This project implements a human pose classifier using Visual Transformers (ViT), covering all required steps from data preprocessing to real-world inference.
The best-performing model achieves high classification metrics:
| Metric | Value |
|---|---|
| Accuracy | 0.796 |
| Precision (weighted) | 0.801 |
| Recall (weighted) | 0.796 |
| F1-Score (weighted) | 0.798 |
The model can be deployed on an Amazon EC2 Instance, and a live prototype is accessible via Streamlit Server: https://cv-human-pose-classifier-vit-aws-c.streamlit.app/
- Data Source: Human action images are obtained from the Bingsu/Human_Action_Recognition dataset, loaded and preprocessed with the Hugging Face library.

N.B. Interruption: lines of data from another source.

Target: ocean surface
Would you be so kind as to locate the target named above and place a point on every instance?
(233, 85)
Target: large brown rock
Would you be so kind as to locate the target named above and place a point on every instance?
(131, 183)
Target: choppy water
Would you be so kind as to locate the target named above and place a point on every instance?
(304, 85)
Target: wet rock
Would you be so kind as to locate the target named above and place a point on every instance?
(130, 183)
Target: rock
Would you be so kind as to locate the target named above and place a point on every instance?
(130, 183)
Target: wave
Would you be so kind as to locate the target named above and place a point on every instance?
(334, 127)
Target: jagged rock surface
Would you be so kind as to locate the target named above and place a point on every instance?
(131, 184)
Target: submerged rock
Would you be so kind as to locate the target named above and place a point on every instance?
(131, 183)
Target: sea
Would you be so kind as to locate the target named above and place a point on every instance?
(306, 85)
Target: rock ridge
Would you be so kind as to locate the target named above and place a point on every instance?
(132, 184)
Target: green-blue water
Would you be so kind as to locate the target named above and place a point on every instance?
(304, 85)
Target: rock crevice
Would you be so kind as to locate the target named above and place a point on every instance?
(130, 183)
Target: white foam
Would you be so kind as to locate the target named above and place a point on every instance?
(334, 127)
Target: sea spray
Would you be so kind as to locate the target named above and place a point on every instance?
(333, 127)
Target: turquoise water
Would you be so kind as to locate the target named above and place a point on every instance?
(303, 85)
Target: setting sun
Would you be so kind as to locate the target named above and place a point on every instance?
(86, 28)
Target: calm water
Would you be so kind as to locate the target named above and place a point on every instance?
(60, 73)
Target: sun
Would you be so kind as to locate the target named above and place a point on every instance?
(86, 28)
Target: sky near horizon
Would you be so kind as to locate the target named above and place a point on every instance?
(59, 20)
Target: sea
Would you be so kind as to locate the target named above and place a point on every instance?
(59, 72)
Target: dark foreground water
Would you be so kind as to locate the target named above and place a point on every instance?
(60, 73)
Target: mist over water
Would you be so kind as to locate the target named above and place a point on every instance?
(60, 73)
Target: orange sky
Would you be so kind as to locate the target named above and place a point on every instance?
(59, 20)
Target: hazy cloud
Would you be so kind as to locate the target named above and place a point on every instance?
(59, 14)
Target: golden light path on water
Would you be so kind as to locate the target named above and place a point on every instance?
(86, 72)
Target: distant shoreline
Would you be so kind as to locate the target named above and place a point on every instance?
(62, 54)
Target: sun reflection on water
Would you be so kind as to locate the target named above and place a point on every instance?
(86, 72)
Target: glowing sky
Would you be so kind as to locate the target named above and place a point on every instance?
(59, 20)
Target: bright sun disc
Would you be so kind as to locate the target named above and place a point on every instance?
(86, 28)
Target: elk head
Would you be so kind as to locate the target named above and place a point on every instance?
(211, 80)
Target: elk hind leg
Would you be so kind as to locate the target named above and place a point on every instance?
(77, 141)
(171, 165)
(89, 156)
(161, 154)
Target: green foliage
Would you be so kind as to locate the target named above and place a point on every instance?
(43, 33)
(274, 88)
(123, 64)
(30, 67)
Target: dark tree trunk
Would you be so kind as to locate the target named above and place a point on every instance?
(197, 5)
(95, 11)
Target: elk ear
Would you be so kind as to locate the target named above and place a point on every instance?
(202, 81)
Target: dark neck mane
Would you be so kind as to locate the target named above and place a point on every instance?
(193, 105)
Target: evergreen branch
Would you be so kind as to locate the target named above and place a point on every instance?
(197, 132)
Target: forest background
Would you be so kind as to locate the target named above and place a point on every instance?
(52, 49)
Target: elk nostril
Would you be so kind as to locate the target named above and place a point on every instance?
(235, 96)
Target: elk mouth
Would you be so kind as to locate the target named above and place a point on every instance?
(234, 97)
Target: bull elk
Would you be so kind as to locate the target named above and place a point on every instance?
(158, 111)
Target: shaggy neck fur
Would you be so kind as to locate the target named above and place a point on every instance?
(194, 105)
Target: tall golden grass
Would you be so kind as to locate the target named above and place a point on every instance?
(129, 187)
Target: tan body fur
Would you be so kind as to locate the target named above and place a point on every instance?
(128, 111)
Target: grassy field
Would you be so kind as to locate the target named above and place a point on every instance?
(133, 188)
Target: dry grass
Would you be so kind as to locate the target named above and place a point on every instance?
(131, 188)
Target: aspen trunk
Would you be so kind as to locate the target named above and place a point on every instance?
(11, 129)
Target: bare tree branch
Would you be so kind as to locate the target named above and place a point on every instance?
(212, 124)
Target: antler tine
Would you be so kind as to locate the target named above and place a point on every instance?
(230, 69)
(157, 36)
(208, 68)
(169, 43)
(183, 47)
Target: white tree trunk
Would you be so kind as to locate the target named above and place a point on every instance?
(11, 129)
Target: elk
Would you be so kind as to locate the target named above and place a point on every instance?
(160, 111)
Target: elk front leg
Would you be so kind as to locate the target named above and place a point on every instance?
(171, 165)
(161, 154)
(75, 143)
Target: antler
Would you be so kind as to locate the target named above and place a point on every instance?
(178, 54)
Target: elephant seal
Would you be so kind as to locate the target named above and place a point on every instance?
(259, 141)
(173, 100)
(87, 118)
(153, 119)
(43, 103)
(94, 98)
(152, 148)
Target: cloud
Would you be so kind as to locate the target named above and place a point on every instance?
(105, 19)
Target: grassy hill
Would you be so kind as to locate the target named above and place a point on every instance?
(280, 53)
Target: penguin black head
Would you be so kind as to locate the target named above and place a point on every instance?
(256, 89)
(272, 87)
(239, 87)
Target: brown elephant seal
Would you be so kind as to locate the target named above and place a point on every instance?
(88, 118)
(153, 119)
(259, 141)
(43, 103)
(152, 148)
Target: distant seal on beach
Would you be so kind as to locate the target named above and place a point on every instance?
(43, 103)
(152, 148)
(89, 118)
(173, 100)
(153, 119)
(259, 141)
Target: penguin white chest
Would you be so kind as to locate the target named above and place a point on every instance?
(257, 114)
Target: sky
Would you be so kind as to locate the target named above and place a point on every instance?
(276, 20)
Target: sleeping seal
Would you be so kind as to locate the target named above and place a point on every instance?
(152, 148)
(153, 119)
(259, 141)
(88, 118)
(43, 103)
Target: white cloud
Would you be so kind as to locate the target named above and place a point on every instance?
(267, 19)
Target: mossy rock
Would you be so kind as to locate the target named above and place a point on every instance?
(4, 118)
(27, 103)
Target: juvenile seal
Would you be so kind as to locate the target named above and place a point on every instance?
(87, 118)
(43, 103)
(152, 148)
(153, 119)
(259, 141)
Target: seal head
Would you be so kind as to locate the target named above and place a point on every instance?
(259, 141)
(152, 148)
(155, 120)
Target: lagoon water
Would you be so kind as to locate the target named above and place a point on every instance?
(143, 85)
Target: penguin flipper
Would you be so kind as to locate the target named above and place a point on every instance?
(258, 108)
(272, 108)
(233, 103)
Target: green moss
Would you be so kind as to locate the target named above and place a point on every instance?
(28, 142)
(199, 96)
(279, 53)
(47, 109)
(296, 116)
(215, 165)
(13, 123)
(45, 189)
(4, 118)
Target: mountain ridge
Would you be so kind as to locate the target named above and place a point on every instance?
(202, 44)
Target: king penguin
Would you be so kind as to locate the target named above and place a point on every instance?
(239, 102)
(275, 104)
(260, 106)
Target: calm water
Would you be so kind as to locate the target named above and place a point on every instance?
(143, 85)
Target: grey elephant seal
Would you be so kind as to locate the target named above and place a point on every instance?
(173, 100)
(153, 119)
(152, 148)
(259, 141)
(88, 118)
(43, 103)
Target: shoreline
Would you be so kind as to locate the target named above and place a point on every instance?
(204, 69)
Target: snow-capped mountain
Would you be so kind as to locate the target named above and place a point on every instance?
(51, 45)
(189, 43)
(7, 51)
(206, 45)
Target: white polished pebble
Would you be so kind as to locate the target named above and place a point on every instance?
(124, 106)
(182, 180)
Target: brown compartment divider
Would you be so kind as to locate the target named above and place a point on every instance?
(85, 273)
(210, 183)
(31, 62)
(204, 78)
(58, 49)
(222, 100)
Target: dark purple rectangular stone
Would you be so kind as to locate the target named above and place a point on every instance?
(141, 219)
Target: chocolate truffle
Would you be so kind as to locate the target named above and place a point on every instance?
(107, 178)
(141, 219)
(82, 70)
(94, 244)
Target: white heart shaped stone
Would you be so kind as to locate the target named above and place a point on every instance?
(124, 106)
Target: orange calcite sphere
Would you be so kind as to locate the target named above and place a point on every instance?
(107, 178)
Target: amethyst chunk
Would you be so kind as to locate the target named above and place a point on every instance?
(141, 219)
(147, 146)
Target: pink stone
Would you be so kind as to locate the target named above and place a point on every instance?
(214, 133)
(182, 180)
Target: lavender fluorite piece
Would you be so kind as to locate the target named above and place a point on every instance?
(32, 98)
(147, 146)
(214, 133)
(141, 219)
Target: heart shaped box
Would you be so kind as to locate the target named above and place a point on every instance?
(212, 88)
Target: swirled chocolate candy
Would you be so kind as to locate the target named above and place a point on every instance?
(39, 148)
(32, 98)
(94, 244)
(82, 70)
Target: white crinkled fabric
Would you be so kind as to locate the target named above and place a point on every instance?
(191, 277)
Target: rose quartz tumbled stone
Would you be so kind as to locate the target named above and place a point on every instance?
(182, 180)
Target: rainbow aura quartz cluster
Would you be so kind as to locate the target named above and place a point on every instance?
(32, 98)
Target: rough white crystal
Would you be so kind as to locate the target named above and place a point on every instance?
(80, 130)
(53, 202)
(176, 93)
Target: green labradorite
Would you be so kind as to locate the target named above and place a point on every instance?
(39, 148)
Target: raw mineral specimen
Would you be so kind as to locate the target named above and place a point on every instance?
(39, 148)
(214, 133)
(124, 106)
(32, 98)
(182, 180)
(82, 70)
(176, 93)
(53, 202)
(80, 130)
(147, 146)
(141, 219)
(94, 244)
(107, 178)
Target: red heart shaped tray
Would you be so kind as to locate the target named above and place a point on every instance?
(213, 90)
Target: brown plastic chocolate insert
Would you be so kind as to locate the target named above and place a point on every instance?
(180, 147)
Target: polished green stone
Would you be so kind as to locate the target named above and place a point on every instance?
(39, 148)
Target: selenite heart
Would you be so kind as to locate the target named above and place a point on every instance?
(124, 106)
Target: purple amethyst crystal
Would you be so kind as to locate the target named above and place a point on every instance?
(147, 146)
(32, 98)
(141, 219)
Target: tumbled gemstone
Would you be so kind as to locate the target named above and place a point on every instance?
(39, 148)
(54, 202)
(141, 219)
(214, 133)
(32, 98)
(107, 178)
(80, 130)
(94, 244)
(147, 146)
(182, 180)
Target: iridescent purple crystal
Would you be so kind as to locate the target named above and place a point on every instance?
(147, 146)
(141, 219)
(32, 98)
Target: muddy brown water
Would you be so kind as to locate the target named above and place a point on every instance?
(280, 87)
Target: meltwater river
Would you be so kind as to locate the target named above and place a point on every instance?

- Model Architecture: A Vision Transformer (ViT) fine-tuned to classify images into 15 action categories, such as calling, clapping, cycling, dancing, drinking, eating, fighting, hugging, laughing, listening_to_music, running, sitting, sleeping, texting, using_laptop.
- AWS Integration: Trained models are automatically uploaded to S3 Bucket using boto3, enabling easy retrieval during deployment.
- Deployment: Model can be served on EC2 Instance
- Web Interface: Interactive inference via FastAPI backend and Streamlit frontend.
Preprocessing Pipeline (src/preprocessing_pipeline.py)
The preprocessing stage is designed to be fully configurable through the JSON file config/preprocessing_config.json. This allows the dataset loading and splitting process to be easily adapted without modifying the code.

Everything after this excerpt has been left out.